Das Herz muss immer mitdenken, wenn wir als ganzer Mensch in der Welt sein wollen. Wir sollen nicht bloß abstrakt in die Welt hineindenken. „Um das Kopfwissen in Herzenswissen umzuwandeln, brauchen wir viel länger, als um uns das Kopfwissen anzueignen“.[7]

Und darum geht es in der Zukunft immer mehr: das Kopfwissen in Herzwissen umzuwandeln. In diesem Sinne plädiert Rudolf Steiner dafür, dass man in der Freien Hochschule für Geisteswissenschaft vereint sein möge in einem Geiste, zu dem Verstand und Intellekt keinen Zugang haben, sondern primär das Herz, „das begreifende und von Weisheit erfüllte Herz, das zugleich auch das liebende Herz ist“[8].

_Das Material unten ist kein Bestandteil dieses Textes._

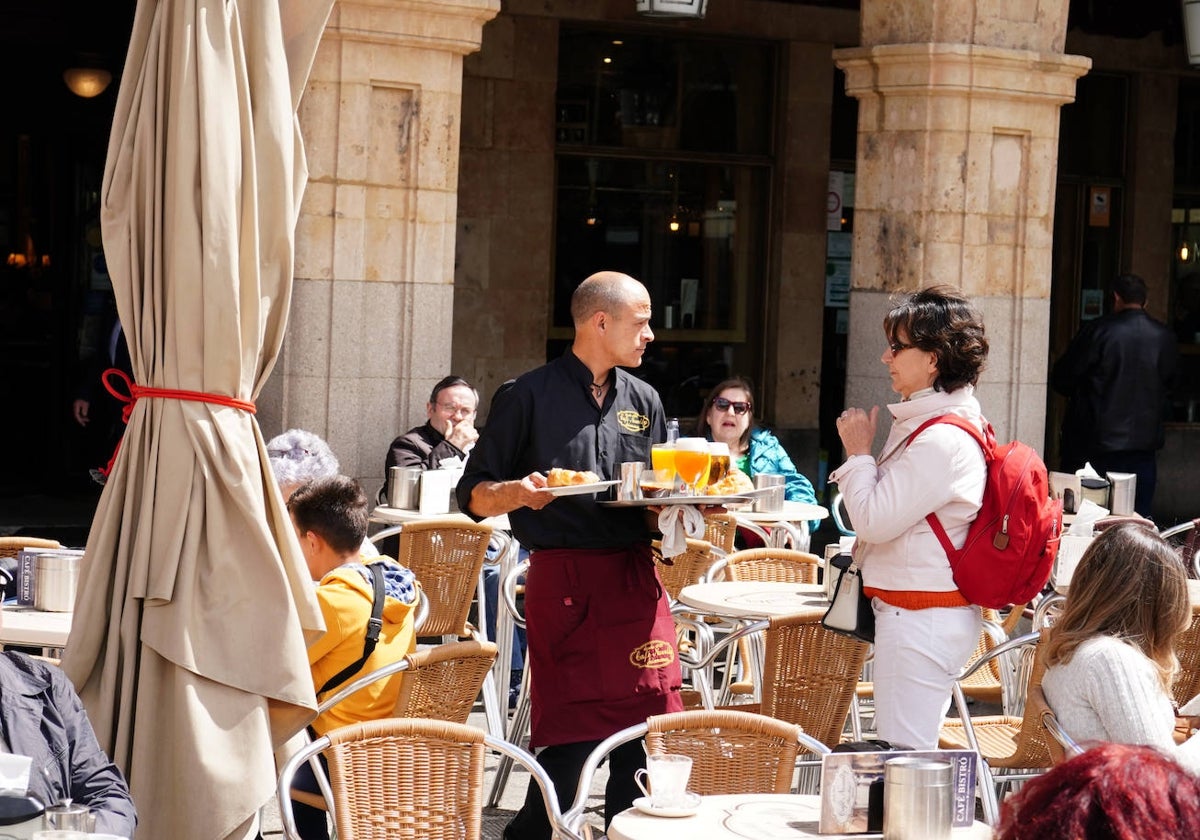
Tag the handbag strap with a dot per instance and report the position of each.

Vgl. „Meditationen zur Herztätigkeit“, unveränderter Nachdruck der 2. Auflage 2014


[1] Rudolf Steiner, Für Hedda Hummel, In: Wahrspruchworte, GA 40, Dornach 1986, S. 278.

[2] Vgl. Rudolf Steiner, Wie erlangt man Erkenntnisse der höheren Welten?, GA 10, Dornach 1992, S. 19.

[3] Vgl. ebenda, S. 20.

[4] Meditation Dg 6 (von Friedrich Husemann mitgeteilte Meditation). In: Meditative Anweisungen und Texte für Patienten von Rudolf Steiner. Zusammengestellt für Ärzte. Ärztekollegium, Verein Klinisch-Therapeutisches Institut, Ita Wegman Klinik (Hrsg.). Selbstverlag. Arlesheim 1997.

[5] Rudolf Steiner, Im Anbruch des Michael-Zeitalters. In: Anthroposophische Leitsätze. Der Erkenntnisweg der Anthroposophie, Das Michael-Mysterium. GA 26. Dornach 1998, S. 62.

[6] Ebenda.

[7] Rudolf Steiner, Dreizehnter Vortrag, Dornach, 12. Januar 1918. In: Mysterienwahrheiten und Weihnachtsimpulse. Alte Mythen und ihre Bedeutung, GA 180, S. 236.

[8] Rudolf Steiner, Die Mission der theosophischen Bewegung. Vortrag zur Einweihung des Zweiges, Bielefeld, 3. November 1908, GA 264, a.a.O., S. 402.